3:30 AM is not bad. Now if you had said PM .............

Cheers


----------



## Tony49 (Jul 28, 2011)

Thank you Gentlemen, for your help and insight.
Now I am anxious to try this. My two gallons of peach comes off the lees next week. Hmm...maybe two gallons of Skeeter?
Thank you Lon for being so generous with your recipe.
Tony...


----------



## barryjo (Aug 2, 2011)

You might also try a cranberry blend or a lime concentrate. 11 oz for 2 1/2 gallons. The cranberry has a beautiful blush color.


----------



## Tony49 (Aug 3, 2011)

Thanks Barryjo. 
The cranberry blend looks interesting and I will probably try that. 
I guess the important thing is to check the additives in the concentrate. Sulfides are probably to be avoided while ascorbic acid is ok.

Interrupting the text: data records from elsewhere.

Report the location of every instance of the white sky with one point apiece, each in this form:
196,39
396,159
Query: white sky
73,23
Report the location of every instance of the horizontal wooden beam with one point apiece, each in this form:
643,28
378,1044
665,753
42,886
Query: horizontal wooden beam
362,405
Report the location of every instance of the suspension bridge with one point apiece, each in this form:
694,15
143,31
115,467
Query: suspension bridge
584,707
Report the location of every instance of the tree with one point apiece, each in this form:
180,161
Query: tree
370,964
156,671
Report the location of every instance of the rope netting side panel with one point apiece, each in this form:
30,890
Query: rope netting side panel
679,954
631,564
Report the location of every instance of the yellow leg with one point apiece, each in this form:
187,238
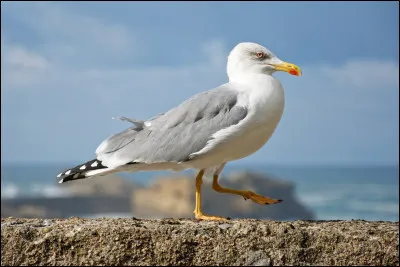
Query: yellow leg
245,194
197,211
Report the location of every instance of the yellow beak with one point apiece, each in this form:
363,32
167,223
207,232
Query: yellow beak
288,67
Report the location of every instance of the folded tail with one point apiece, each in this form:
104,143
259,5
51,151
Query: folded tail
86,170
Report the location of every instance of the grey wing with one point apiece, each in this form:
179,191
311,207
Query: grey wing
175,135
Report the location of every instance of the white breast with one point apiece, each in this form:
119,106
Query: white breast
264,98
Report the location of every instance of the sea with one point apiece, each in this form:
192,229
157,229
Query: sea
331,192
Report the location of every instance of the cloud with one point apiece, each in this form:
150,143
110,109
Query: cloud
333,112
67,35
364,74
21,67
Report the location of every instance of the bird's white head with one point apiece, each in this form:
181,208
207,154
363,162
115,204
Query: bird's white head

I hope. 
T...


----------



## barryjo (Aug 4, 2011)

Tony49 said:


> Thanks Barryjo.
> The cranberry blend looks interesting and I will probably try that.
> I guess the important thing is to check the additives in the concentrate. Sulfides are probably to be avoided while ascorbic acid is ok. I hope.
> T...



Actually, since I add the cranberry blend after fermentation, sulfites, etc are not a problem.


----------



## Tony49 (Aug 4, 2011)

Got it!
T...


----------